The fight pitted the then-undefeated Foreman, just 25 years old, against the 32-year-old former champion, Ali. The so-called “Rumble in the Jungle” is cited by many as one of the greatest sporting events of the 20th century. Heading into the fight, the fearsome Foreman was a 4-1 favorite by oddsmakers. But Ali deployed his now-legendary “rope-a-dope” tactic, in which he lured the less-experienced Foreman into punching him with repeated, but non-threatening body blows, against the ropes.
The former champ ultimately earned a knockout in the eighth round of the scheduled 15-round bout.
Gast’s When We Were Kings also includes the build-up to the match and the way the people of Zaire (now the Democratic Republic of the Congo) embraced Ali after the fight, originally scheduled for Sept. 25, was postponed for six weeks after Foreman cut his forehead during a sparring match. The fight, eventually held on Oct. 30 at 4 a.m. local time to allow it to synch up with U.S. audiences watching it via satellite feed in movie theaters, was attended by numerous celebrities, many of whom Gast’s team interviewed for the film, including George Plimpton, Norman Mailer and Spike Lee.
The film was delayed for decades due to legal and financial difficulties. At a Woodstock Film Festival panel some years ago, someone asked Gast how long it took him to make the film. “22 years,” he said. When asked if there was anything he regretted about that, he replied, “If I only had two more weeks.”
When Gast told Ali that he and his crew would be on his flight to Zaire, the boxer told him, “Just don’t get in my face,” Gast told the Poughkeepsie (N.Y.) Journal. Ali warmed up to him on the long flight. “From then on, I had total access to him. He was just very helpful along the way.”

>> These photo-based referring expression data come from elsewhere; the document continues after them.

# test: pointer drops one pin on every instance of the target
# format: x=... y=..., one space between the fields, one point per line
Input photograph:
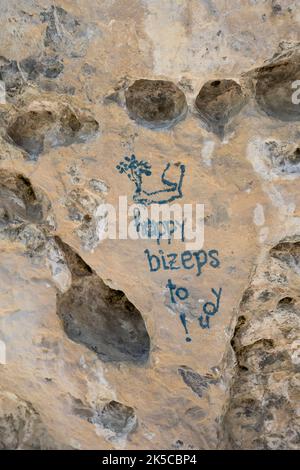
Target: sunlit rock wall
x=143 y=343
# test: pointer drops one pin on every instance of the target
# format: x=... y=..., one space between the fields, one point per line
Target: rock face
x=145 y=339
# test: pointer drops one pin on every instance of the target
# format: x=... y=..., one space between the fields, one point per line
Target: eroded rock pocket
x=155 y=103
x=99 y=317
x=218 y=102
x=46 y=125
x=19 y=201
x=274 y=91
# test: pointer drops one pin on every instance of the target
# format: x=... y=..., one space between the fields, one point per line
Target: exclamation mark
x=183 y=321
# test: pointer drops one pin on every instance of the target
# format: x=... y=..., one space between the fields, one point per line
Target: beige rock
x=136 y=375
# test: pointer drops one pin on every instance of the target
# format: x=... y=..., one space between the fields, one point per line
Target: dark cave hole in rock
x=117 y=417
x=155 y=103
x=19 y=202
x=218 y=102
x=28 y=131
x=36 y=130
x=286 y=160
x=274 y=89
x=99 y=317
x=198 y=383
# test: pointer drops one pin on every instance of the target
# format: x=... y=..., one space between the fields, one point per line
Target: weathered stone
x=155 y=103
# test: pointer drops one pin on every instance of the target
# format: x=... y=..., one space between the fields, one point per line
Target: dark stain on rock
x=198 y=383
x=99 y=317
x=218 y=102
x=155 y=103
x=117 y=417
x=19 y=201
x=50 y=66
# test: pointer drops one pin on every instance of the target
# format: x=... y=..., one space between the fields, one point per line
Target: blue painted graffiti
x=136 y=170
x=210 y=309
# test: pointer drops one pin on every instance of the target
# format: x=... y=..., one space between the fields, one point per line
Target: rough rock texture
x=181 y=101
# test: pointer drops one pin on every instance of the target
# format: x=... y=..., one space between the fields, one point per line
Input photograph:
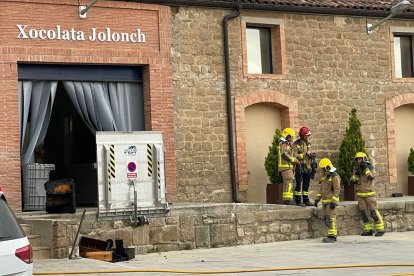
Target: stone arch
x=289 y=116
x=390 y=106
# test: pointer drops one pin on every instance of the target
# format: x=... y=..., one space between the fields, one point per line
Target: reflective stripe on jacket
x=330 y=188
x=363 y=186
x=286 y=159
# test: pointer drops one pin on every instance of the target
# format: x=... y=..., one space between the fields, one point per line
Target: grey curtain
x=36 y=102
x=108 y=106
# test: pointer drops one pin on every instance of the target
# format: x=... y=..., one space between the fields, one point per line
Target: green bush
x=350 y=145
x=410 y=161
x=271 y=161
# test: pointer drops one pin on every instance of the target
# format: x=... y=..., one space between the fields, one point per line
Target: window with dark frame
x=259 y=50
x=403 y=56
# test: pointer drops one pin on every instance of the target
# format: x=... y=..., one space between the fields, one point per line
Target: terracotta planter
x=411 y=185
x=274 y=194
x=349 y=192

Watch the trailer for When We Were Kings
Related: Muhammad Ali – Greatest showman of a generation
Both Foreman and Ali, who was suffering from Parkinson’s, attended the 69th Academy Awards in 1997. After greeting both men when his name was announced as the winner, Gast thanked Foreman and then Ali, “the man who realized a long while ago that he could make a difference. And he devoted his life to making a difference.” In a truly goosebump-inspiring moment, the entire audience rose as the two legends came to the stage.

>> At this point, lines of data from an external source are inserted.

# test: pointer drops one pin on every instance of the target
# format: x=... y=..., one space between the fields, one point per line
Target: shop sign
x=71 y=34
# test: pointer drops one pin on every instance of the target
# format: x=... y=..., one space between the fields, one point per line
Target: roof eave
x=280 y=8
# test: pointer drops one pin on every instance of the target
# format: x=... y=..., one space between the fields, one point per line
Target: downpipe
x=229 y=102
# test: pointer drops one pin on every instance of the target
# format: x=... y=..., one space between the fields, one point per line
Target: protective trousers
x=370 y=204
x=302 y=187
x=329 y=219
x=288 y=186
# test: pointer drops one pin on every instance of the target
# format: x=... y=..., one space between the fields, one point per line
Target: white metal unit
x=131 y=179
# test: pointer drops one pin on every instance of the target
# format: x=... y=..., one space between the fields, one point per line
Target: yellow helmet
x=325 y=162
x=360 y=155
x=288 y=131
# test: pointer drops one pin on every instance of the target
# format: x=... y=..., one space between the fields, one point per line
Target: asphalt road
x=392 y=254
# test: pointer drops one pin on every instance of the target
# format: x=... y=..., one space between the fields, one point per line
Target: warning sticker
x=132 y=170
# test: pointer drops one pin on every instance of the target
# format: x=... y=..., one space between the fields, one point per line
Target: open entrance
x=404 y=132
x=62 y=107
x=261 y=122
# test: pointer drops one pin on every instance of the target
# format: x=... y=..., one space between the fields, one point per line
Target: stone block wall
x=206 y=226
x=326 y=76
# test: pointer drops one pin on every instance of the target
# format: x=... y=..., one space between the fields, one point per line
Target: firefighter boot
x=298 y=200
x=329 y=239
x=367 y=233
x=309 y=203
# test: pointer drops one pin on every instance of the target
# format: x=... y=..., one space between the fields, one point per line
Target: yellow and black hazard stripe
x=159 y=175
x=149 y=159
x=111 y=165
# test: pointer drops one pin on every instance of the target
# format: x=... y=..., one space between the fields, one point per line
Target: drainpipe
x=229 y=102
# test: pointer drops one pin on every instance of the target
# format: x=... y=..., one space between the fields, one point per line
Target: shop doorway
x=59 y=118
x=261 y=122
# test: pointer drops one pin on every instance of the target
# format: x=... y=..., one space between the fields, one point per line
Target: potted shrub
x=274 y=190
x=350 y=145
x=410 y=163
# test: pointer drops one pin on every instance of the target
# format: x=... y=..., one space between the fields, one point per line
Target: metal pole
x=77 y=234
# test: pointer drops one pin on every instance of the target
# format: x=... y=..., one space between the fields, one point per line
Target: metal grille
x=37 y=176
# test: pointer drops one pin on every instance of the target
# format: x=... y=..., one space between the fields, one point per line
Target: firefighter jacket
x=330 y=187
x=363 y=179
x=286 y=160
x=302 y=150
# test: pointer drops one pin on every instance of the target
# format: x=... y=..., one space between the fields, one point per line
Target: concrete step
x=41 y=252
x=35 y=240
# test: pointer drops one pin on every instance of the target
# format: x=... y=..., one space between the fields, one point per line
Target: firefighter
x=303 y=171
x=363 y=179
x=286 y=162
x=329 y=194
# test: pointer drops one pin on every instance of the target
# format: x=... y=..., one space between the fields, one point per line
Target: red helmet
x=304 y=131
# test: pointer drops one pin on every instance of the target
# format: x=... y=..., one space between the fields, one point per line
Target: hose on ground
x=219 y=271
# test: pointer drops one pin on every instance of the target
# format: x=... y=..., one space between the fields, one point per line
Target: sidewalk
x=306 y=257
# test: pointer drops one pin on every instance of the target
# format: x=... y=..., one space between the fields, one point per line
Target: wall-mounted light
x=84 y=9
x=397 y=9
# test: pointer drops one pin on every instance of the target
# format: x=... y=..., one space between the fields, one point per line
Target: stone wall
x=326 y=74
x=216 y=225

A native of Jersey City, N.J., Gast studied dramatic arts at Columbia University, but dropped out shortly before graduation to work on the television series High Adventure with Lowell Thomas. A documentary show centered on expeditions to seldom-seen places over the world, it provided Gast the opportunity to travel extensively. While attending these away shoots, he began learning how to make non-fiction films. During the 1960s and 1970s, Gast earned acclaim for his still photography and his work appeared in such magazines as Vogue, Esquire and Harper’s Bazaar.

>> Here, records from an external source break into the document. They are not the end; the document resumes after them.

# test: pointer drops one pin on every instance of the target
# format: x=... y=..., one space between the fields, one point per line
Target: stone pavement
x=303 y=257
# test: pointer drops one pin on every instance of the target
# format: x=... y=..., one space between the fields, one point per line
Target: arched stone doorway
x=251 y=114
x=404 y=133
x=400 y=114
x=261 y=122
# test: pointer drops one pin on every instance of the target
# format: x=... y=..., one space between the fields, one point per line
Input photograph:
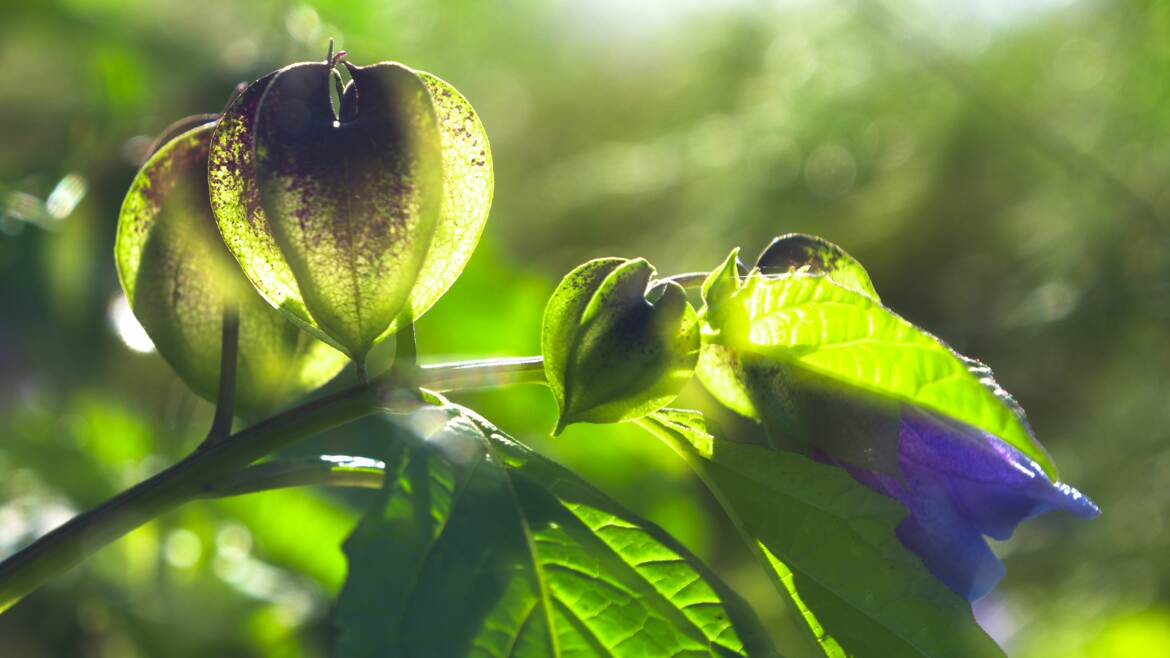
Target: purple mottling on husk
x=959 y=484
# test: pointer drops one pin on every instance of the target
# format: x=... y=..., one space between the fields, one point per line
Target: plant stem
x=484 y=374
x=332 y=472
x=62 y=548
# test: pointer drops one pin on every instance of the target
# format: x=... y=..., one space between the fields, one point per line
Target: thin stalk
x=62 y=548
x=330 y=472
x=225 y=398
x=687 y=280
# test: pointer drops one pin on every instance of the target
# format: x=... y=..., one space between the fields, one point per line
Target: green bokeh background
x=1000 y=168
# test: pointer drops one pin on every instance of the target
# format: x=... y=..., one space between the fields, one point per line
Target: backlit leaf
x=480 y=547
x=830 y=545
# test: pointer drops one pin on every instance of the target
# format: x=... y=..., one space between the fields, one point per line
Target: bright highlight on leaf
x=178 y=278
x=480 y=547
x=351 y=223
x=763 y=329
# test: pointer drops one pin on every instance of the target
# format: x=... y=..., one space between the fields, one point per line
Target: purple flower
x=961 y=484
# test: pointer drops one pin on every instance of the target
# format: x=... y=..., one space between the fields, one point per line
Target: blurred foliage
x=999 y=168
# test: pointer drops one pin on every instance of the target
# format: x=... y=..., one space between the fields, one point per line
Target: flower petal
x=959 y=484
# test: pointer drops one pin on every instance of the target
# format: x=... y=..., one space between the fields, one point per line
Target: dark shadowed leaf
x=480 y=547
x=828 y=543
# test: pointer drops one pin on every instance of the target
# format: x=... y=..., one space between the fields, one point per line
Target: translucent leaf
x=480 y=547
x=830 y=545
x=178 y=278
x=805 y=326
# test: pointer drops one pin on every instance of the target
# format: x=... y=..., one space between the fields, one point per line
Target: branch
x=62 y=548
x=332 y=471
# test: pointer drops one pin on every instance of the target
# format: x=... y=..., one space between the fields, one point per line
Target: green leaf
x=778 y=333
x=799 y=252
x=480 y=547
x=355 y=224
x=828 y=545
x=178 y=278
x=614 y=348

The Latin music label, Fania, hired him to shoot several album covers, The Fania All-Stars Live at the Red Garter, followed by The Fania All-Stars Live at the Cheetah. One thing led to another and he was soon directing a documentary on New York’s Latin music scene, 1972’s Nuestra Cosa Latina (Our Latin Thing).
He co-directed the 1977 documentary, The Grateful Dead Movie, with Jerry Garcia, that captured the band’s October 1974 residency at Winterland in San Francisco. His other films include a 1974 documentary on B.B. King, 1983’s Hells Angels Forever and the 2010 film, Smash His Camera, about the noted paparazzi, Ron Galella.